Every Rose Garden has its Kempthorne

Dirk Kempthorne

Dirk Kempthorne

U.S. President George W. Bush has made a wise decision by nominating the seasoned Republican governor of Idaho, Dirk Kempthorne, to be the nation’s next secretary of the interior. Kempthorne would replace Gale Norton, who resigned March 10, after five years in the position.

As the principal conservation agency of the U.S., the Department of the Interior manages America’s vast tracts of federally managed public lands, which add up to 504 million acres of surface land — or one out of every five acres in the union.

Created in 1849, the department now has over 70,600 employees — including those at the U.S. Geological Survey — at 2,400 operations across the United States and its territories. Its annual budget is US$16.2 billion, and it raises more than US$10 billion in tax revenues from activities related to energy, minerals, grazing, timber, recreation and land sales.

The majority of these public lands are in the western states, so having a good secretary of the interior who understands the West is vital to this region’s prosperity, especially its rural areas, which are heavily dependent economically on mining, oil, forestry, farming and tourism.

And with Kempthorne, the West will indeed have a good one.

At 54, Kempthorne has a remarkable track record of personal success wherever he’s set his sights. Born in San Diego, Calif., he grew up in Spokane, Wash., and earned a BA in political science from the University of Idaho in 1975. He began his career as assistant to the director of the Idaho Department of Public Lands, moving in 1978 to become executive vice-president of the Idaho Home Builders Association.

Kempthorne took a year off to become campaign manager for Phil Batt’s unsuccessful 1982 Idaho gubernatorial campaign, and from 1983 to 1986, worked for chemical giant FMC Corp. as its public affairs manager in Idaho. (At that time FMC had a significant minerals division, named FMC Gold, which later morphed into today’s Meridian Gold.)

In 1986, Kempthorne became a very popular mayor of Boise, and was re-elected, unopposed, in 1989.

Shifting gears in 1993, Kempthorne moved to Washington, D.C., to serve as a U.S. senator for Idaho.
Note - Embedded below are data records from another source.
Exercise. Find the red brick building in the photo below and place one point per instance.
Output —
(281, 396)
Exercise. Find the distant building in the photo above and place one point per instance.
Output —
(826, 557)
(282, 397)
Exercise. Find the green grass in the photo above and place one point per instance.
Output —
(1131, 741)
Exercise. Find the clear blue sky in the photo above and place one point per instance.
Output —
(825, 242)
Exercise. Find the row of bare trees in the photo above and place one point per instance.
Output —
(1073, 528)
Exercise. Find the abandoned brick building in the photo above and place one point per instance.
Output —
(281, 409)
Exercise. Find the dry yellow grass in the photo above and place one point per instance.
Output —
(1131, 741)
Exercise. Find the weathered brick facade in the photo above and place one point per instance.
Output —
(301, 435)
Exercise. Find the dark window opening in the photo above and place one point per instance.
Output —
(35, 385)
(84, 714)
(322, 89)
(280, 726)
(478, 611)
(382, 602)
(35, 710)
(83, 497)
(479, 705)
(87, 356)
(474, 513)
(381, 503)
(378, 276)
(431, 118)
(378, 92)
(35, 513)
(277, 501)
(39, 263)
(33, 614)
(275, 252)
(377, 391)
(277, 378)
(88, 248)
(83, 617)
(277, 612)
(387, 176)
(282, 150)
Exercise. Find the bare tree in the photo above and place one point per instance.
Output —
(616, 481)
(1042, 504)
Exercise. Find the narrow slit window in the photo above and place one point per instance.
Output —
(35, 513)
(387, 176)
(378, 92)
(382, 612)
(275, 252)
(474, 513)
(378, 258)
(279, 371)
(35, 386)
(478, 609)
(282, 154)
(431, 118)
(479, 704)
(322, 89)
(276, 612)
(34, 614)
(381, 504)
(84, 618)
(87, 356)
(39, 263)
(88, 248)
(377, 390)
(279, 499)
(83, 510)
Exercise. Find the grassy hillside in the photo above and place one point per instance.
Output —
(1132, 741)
As senator, he became chairman of the Senate Subcommittee on Drinking Water, Fisheries and Wildlife. He also served as chairman of the Senate Armed Services Subcommittee on Personnel.

Rather than seek a second term, Kempthorne returned home in 1998 to become Idaho’s governor, after Phil Batt unexpectedly vacated the position after only one term. Kempthorne was re-elected governor in 2002, winning 56% of the popular vote.

While governor, Kempthorne was chairman of the National Governors Association, chairman of the Western Governors Association, and president of the Council of State Governments. He was also a member of the Columbia River Basin Forum, which established a regional plan to save wild salmon in the U.S. northwest.

As both senator and governor, Kempthorne time and again has showed an ability to understand the complexity of land issues and find the right balance between the preservation of nature and the development of natural resources.

In particular, he has worked hard to revise the deeply flawed Endangered Species Act, in part, by shifting power from the federal government to the state and local levels. These revisions are now making their way through Congress.

This year, he is approaching the end of his second term as governor, and cannot seek a third under the state’s constitution.

Appearing with Bush in the Oval Office of the White House on March 16 to announce the nomination, Kempthorne said: “One of the hallmarks of my public service has been my ability to bring people together to the table and to work together to build consensus. I pledge to you and the American people that I will continue in that role of reaching out and finding solutions.”

Bush noted that when Kempthorne and his wife Patricia were married, they chose to hold the ceremony atop Idaho’s Moscow Mountain at sunrise, and quoted Kempthorne as having said, “I don’t think that there’s a more beautiful cathedral than the outdoors.”

Kempthorne’s nomination must still be confirmed by the Senate, but with Republicans controlling the upper house, and senators loathe to reject one of their own former members, he’s a shoo-in.

Kempthorne will be the second Idahoan to serve in the position after Cecil Andrus, who was interior secretary under former president Jimmy Carter.

While the U.S. mining community heartily welcomes Kempthorne’s ascendancy to secretary of the interior, in the years to come, he will probably make the biggest headlines when greenies howl over his support of oil exploration in Florida’s Gulf Coast region — against the vehement objections of the president’s brother, Florida Gov. Jeb Bush — and within the Arctic National Wildlife Refuge along Alaska’s northern slope.